28歳の青年、ジェームズ・ボーエンは、売れないストリートミュージシャン。ロンドンでプロを志したものの失敗し、路上生活者に転落。その上、ヘロイン中毒からも抜けだせずにいた。人生の目的を失った彼の前に突然現れた、野良猫ボブ。運命的に出会い、支え合い、互いの人生を変えていく。
中毒からの「脱出」は地獄だ。薬の禁断症状が極限にまで達する中、ボブはずっと見守り続けてくれた。ジェームズは耐え抜き、ようやく薬物依存から抜け出した。

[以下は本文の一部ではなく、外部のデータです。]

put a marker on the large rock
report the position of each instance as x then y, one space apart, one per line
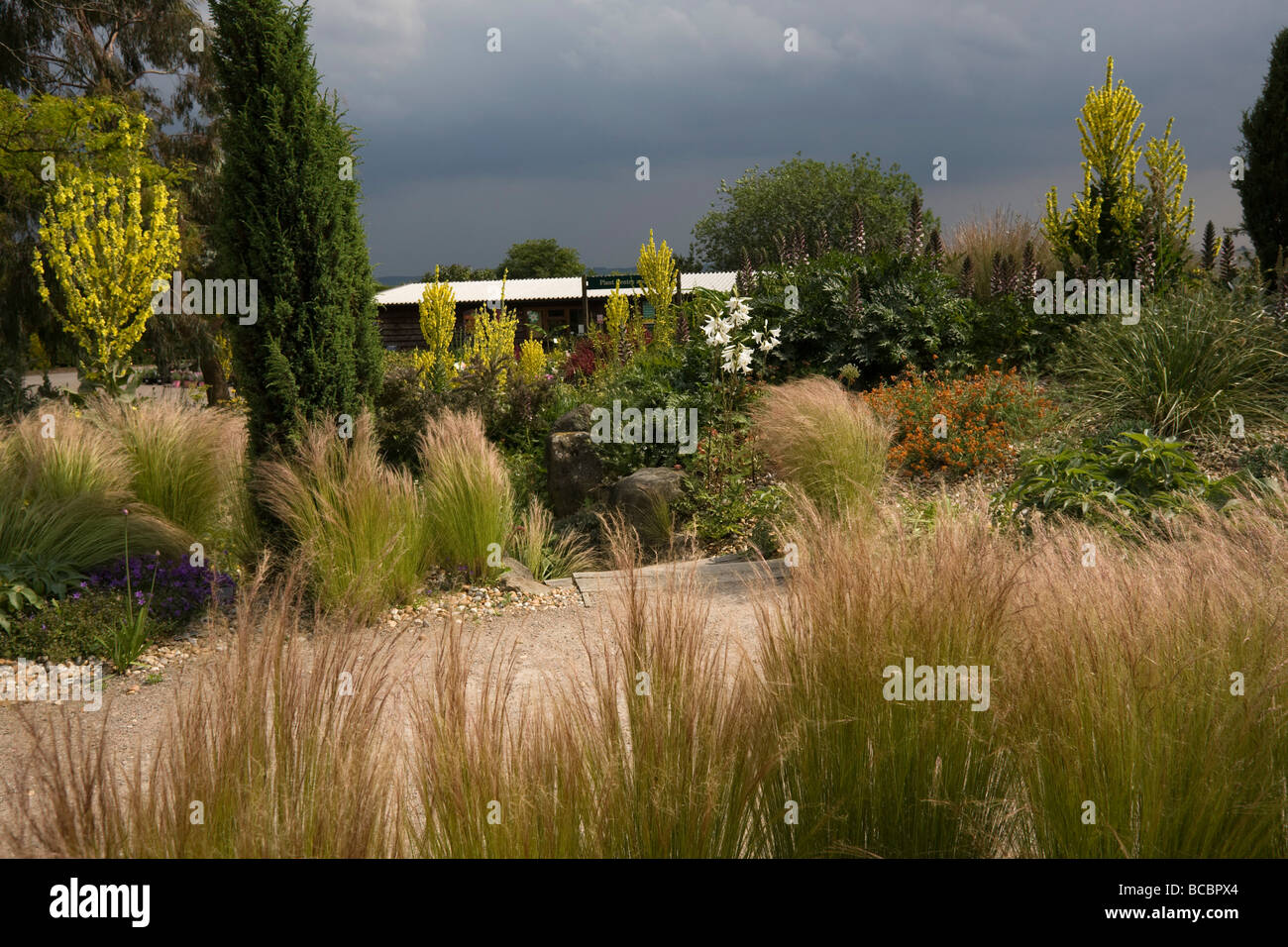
578 419
638 495
518 578
574 470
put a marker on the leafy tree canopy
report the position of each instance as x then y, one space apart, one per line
805 196
540 258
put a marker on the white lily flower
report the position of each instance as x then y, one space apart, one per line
735 304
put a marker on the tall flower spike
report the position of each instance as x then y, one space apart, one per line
966 281
935 250
858 243
1028 266
914 232
1210 248
1228 268
995 275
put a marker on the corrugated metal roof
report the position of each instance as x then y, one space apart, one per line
485 290
531 290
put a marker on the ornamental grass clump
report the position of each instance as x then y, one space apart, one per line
65 484
467 500
1199 363
278 750
183 459
823 440
868 775
359 526
1147 690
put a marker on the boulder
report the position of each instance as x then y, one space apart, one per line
636 493
578 419
574 470
518 578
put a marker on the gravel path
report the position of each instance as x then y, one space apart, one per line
550 635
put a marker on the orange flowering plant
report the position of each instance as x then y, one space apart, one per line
960 425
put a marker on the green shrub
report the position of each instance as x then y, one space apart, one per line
359 525
879 313
468 500
1190 364
402 410
76 628
1133 476
181 459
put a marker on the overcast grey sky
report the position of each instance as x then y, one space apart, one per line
468 151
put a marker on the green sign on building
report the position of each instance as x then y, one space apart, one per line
608 282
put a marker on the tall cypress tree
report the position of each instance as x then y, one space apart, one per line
288 218
1263 189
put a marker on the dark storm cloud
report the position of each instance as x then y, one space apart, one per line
468 151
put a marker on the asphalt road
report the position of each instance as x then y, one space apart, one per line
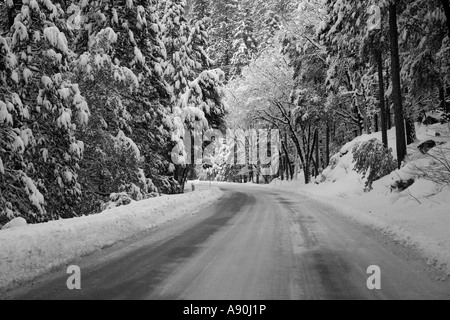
255 244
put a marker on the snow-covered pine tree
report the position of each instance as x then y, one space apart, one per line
178 68
131 84
224 21
40 110
244 44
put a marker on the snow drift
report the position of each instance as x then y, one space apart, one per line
29 251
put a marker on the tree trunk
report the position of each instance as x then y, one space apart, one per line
446 5
410 131
396 85
317 162
287 160
381 97
327 148
444 104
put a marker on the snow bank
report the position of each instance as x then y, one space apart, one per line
29 251
418 216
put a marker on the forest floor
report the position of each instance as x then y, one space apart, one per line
418 217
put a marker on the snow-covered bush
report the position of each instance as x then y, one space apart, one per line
117 200
373 160
436 167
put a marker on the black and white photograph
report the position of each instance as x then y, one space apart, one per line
220 156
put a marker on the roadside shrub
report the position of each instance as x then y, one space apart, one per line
373 160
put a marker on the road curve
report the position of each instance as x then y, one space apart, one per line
254 244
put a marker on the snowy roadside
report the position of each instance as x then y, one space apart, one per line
418 217
29 251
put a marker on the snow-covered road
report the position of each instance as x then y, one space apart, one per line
256 243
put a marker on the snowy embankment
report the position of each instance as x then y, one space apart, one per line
418 216
29 251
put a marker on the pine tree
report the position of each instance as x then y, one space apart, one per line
40 113
244 44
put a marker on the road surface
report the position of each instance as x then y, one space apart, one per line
254 244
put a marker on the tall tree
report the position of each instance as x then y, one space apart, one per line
396 85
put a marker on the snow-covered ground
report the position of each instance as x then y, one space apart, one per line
418 216
31 250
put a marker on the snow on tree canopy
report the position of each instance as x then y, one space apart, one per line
56 38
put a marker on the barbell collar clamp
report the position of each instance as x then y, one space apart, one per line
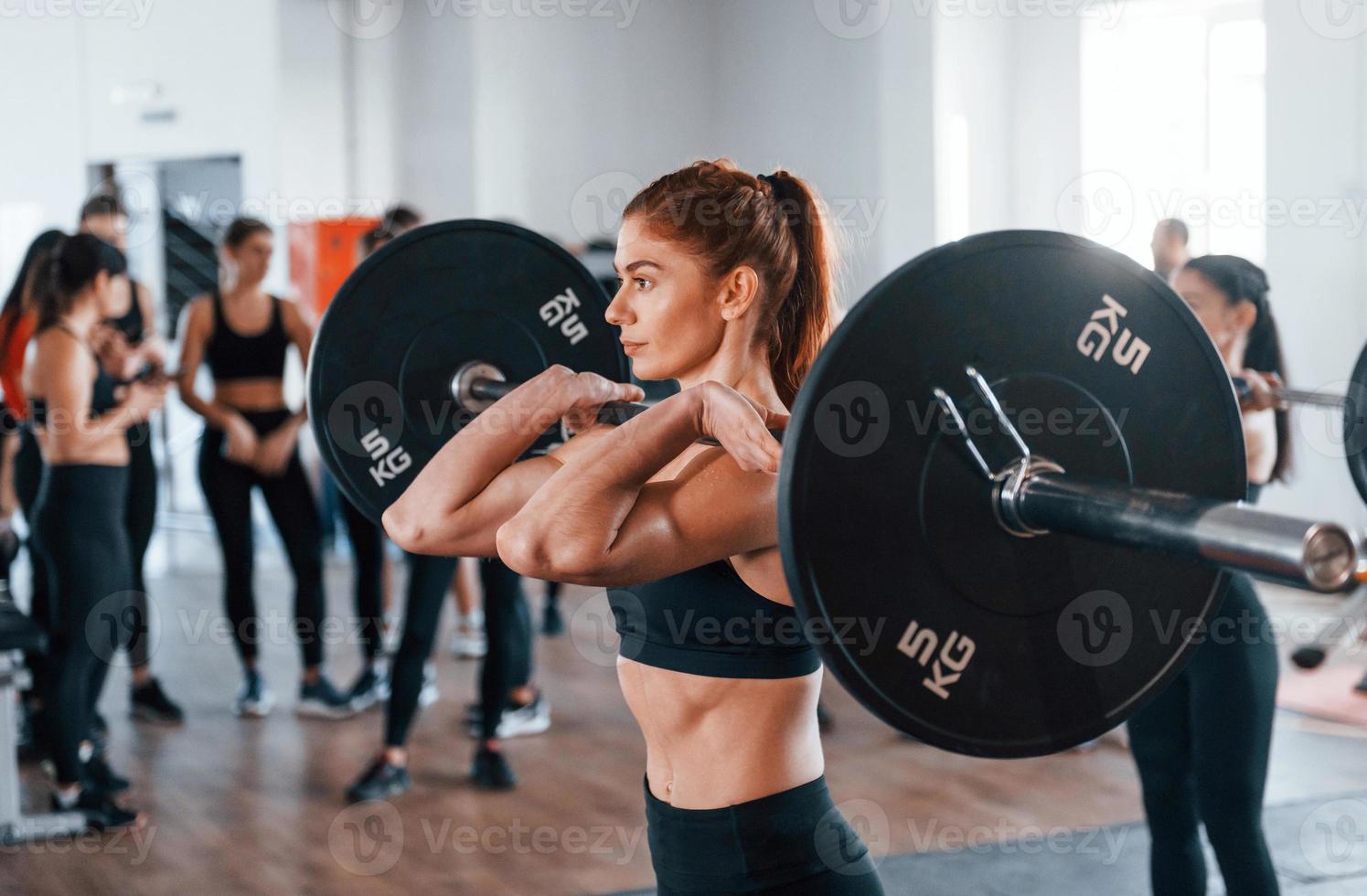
1311 555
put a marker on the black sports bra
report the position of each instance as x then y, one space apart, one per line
709 622
132 324
101 391
234 357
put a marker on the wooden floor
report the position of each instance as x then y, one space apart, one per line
256 806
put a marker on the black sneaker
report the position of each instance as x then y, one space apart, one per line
99 730
151 704
97 776
552 623
369 688
380 782
323 701
100 812
518 720
491 771
254 699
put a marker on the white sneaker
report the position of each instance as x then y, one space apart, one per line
522 721
469 642
430 694
254 699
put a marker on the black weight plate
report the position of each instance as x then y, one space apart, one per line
411 315
936 619
1355 425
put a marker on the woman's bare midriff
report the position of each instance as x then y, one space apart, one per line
251 395
107 451
718 741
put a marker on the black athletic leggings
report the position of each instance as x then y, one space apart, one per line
80 520
227 489
140 517
368 570
1201 752
27 478
796 843
507 625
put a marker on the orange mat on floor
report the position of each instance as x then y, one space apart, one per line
1325 694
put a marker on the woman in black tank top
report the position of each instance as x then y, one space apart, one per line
80 421
1201 744
251 443
129 346
712 660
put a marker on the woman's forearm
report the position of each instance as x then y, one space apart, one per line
591 496
213 412
486 445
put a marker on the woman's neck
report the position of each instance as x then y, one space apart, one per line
1234 354
750 376
82 318
242 288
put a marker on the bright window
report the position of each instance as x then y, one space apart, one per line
1174 102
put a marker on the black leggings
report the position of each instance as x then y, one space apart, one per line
428 582
1201 752
507 625
27 477
368 570
227 489
793 843
140 517
85 545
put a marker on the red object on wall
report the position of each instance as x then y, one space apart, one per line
322 256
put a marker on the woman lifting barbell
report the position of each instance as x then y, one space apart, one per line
1201 744
728 285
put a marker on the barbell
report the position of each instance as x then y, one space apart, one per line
1010 484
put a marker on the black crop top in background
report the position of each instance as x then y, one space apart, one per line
132 324
709 622
234 357
101 396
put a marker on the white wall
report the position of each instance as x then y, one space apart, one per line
1317 119
602 110
975 85
1044 134
41 157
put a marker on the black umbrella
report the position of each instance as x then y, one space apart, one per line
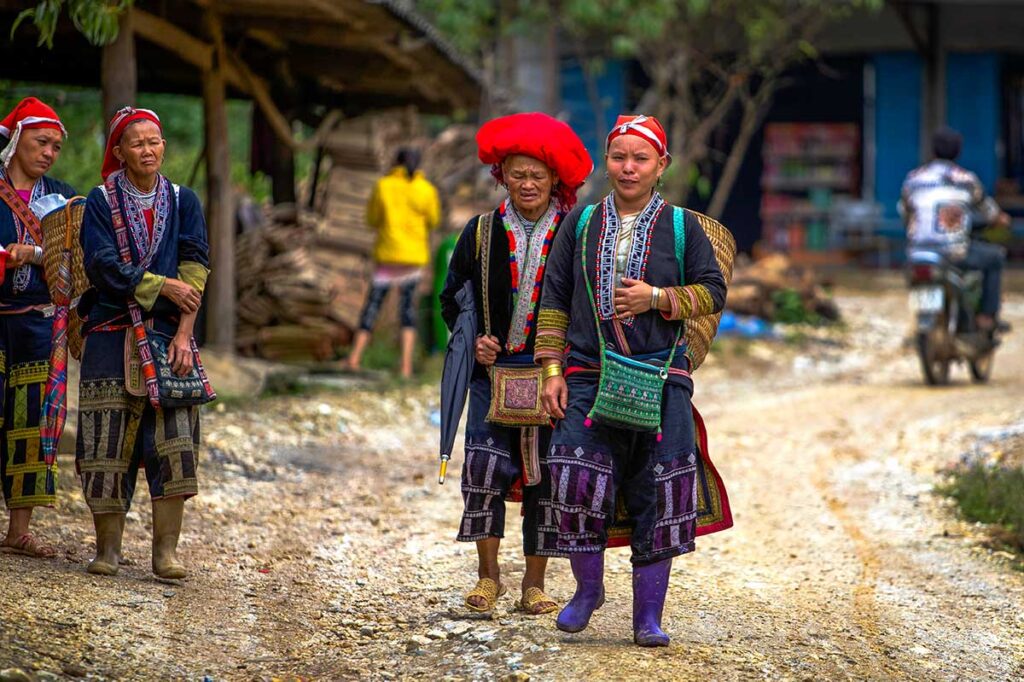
458 368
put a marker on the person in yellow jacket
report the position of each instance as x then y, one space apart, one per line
403 208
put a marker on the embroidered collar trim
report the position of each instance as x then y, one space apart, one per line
527 258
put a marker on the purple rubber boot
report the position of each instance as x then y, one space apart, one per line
650 584
589 571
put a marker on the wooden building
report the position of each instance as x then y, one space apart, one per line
297 59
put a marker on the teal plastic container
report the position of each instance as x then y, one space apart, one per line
442 257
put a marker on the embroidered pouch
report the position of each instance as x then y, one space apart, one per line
515 396
177 391
629 393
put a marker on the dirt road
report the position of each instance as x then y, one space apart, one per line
322 544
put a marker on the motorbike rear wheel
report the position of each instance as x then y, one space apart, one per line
934 361
981 368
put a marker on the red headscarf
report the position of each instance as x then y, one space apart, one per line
542 137
30 113
646 128
122 120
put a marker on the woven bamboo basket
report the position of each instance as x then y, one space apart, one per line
700 331
60 231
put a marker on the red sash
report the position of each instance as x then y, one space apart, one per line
22 210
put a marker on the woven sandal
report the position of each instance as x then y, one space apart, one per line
535 602
487 589
29 545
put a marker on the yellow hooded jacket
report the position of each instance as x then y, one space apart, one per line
402 210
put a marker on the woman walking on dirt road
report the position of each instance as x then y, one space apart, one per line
146 256
542 163
622 279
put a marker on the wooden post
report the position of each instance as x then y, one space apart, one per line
119 75
934 111
552 65
219 205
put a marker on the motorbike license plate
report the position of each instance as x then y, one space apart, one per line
926 299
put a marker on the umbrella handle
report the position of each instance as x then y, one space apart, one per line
443 470
68 208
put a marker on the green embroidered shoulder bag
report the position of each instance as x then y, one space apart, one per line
629 392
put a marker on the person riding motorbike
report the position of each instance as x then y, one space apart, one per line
938 203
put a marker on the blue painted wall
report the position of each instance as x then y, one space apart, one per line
973 108
897 123
611 88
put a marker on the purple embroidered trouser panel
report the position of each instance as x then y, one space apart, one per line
492 465
595 468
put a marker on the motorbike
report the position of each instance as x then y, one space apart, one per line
944 300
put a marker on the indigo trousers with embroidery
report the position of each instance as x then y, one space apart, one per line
25 363
491 474
375 299
119 432
594 468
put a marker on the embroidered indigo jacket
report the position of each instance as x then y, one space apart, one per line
115 282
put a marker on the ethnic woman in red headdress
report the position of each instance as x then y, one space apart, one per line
35 135
542 163
143 240
623 280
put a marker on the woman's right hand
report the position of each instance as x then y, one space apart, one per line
182 295
555 396
486 350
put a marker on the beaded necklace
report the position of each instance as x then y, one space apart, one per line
531 251
23 274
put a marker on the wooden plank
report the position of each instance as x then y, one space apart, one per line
221 293
186 47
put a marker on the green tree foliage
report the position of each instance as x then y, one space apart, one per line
96 19
181 117
705 60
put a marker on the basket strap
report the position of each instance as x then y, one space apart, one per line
145 355
68 208
484 225
22 210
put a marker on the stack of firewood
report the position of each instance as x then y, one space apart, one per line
298 297
759 288
360 151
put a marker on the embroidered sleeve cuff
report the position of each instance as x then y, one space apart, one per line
148 289
551 328
688 301
194 274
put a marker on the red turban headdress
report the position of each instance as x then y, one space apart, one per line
646 128
30 113
539 136
124 118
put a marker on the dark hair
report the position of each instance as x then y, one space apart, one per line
409 158
946 143
563 195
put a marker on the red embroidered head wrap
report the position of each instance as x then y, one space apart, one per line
30 113
539 136
645 127
119 123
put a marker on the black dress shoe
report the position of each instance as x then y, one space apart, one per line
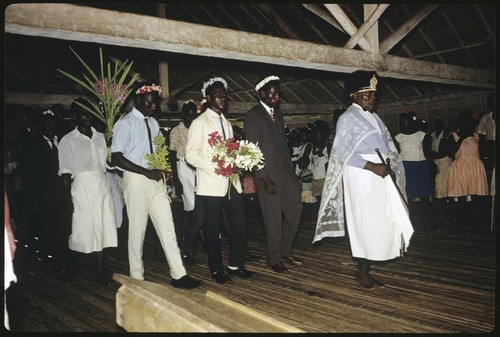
186 282
293 260
241 272
279 268
190 261
221 277
251 257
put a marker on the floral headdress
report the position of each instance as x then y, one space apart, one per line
48 113
265 81
200 105
372 86
148 88
210 82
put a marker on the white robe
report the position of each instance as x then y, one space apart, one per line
93 225
377 219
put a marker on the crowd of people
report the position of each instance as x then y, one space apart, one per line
354 178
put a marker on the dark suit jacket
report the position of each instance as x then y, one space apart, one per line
259 128
43 185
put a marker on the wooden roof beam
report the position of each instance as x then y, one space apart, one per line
72 22
407 27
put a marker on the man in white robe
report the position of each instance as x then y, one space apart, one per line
359 183
82 165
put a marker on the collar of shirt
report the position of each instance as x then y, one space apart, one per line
268 108
50 140
137 113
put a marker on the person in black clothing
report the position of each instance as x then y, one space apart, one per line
44 190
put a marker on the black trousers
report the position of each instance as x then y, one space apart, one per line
213 208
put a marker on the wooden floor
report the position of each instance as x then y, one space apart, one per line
445 284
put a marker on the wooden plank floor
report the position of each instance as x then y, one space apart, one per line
444 284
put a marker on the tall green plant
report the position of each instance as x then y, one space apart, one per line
110 89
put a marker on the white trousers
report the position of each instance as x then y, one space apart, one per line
187 177
145 197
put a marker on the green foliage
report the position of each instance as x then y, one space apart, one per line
109 89
159 158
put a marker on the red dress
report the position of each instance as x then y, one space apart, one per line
467 174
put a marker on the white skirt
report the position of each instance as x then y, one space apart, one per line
93 226
377 219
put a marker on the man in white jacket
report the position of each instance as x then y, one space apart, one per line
216 192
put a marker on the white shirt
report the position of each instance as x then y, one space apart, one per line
130 136
78 153
487 126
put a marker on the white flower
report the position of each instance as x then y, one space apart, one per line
210 82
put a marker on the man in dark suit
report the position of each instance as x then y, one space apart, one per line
44 188
278 187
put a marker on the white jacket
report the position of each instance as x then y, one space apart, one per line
208 182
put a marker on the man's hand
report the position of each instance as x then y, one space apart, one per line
270 186
155 174
379 169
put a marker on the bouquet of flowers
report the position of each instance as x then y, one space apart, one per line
159 158
232 158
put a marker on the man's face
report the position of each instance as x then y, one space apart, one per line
189 116
271 97
49 128
148 103
217 98
366 100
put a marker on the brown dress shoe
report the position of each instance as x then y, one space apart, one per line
293 260
279 268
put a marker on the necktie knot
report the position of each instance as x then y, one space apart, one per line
149 135
222 126
271 113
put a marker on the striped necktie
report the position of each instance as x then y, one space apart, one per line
149 135
222 126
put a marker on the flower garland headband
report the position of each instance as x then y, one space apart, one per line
265 81
148 88
48 112
210 82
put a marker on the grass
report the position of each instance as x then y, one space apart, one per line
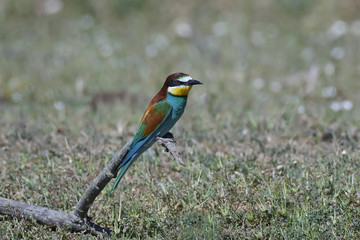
270 141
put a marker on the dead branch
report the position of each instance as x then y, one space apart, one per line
78 220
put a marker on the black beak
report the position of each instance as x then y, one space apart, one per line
193 82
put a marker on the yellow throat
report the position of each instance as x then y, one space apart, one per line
179 91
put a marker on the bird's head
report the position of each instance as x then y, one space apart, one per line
179 84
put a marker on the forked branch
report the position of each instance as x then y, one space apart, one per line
78 220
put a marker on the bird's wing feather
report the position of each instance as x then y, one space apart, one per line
153 118
154 115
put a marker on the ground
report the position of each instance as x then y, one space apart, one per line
270 141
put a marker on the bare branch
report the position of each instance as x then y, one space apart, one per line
99 183
48 217
77 220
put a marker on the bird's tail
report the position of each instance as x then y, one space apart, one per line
121 174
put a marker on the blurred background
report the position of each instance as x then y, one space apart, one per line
270 139
252 55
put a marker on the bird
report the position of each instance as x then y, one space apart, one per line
163 111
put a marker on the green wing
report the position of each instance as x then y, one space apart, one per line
153 117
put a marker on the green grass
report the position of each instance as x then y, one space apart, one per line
267 156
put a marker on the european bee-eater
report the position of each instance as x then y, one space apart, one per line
163 112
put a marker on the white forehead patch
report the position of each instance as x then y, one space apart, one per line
185 79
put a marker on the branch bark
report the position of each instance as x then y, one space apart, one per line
78 220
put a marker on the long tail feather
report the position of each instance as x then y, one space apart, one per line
117 181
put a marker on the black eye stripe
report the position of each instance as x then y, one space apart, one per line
175 83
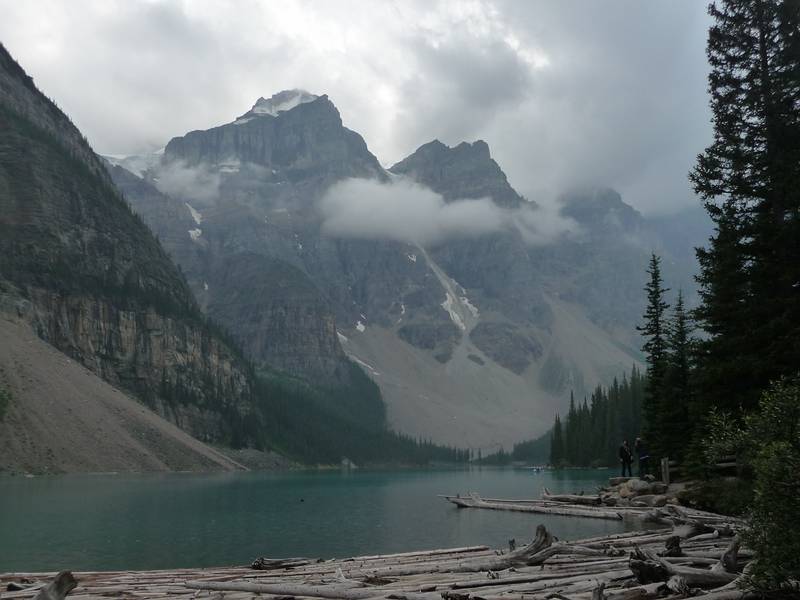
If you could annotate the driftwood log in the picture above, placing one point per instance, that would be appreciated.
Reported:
(62, 584)
(649, 567)
(589, 500)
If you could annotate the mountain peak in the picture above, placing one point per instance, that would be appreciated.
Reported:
(278, 103)
(463, 171)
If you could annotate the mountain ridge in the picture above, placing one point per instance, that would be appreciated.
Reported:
(527, 299)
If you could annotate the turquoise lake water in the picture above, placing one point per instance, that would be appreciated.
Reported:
(83, 522)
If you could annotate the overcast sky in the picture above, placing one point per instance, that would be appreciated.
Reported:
(565, 92)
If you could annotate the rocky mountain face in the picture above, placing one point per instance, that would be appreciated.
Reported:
(475, 340)
(90, 278)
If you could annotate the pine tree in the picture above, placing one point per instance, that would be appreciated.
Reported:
(749, 179)
(676, 394)
(557, 444)
(654, 331)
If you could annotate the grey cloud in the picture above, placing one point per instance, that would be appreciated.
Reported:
(188, 183)
(620, 101)
(404, 211)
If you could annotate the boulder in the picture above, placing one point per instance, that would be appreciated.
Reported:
(651, 500)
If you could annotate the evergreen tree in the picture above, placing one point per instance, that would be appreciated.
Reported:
(557, 444)
(654, 331)
(676, 394)
(749, 180)
(593, 431)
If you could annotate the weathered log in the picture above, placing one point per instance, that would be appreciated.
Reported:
(332, 591)
(673, 547)
(552, 508)
(730, 558)
(647, 567)
(597, 593)
(57, 589)
(571, 498)
(269, 564)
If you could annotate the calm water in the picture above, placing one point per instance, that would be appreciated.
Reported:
(180, 520)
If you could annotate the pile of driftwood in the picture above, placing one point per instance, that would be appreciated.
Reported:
(688, 557)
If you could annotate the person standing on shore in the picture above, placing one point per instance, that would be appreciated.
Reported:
(642, 456)
(626, 458)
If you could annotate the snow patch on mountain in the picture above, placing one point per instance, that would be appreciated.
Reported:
(280, 102)
(449, 306)
(470, 306)
(198, 218)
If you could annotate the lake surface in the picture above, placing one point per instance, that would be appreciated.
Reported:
(84, 522)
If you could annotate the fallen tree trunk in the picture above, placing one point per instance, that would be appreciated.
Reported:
(571, 498)
(475, 501)
(57, 589)
(648, 568)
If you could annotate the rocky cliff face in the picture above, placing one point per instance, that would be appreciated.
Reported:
(93, 281)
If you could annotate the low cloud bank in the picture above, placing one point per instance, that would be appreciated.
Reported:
(188, 183)
(405, 211)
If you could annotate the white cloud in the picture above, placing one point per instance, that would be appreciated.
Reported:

奇跡はそれだけではなかった。 2人の物語が「ボブという名のストリート・キャット」という本になり、大ヒットを記録したのだ。ジェームズとボブは、今もロンドンで一緒に暮らしているという。
麻薬の「光と影」の両面に迫る
『〈麻薬〉のすべて』
ではいったい、人類を悩ませる麻薬とはいったい何者なのだろうか。講談社現代新書の『〈麻薬〉のすべて』(著・船山信次、821円)は麻薬の基礎知識を学ぶ、絶好の「入門書」だ。
麻薬と人類との有史以前より続く深く悩ましく関係を、古今東西の逸話をまじえて紹介。依存症、弊害などの説明のほか、今後麻薬にどう向き合ったらいいのか、といった提言もされている。
また、麻薬の害を一方的に記述するだけでなく、モルヒネががんにおける痛みを緩和することを挙げ、その重要性も強調している。先進国の中でモルヒネを最も多く使用している米国と比較すると40分の1以下にとどまっている日本の現状に警鐘も鳴らしている。いわば、麻薬の「光と影」の両面について、正確に触れている良書といえる。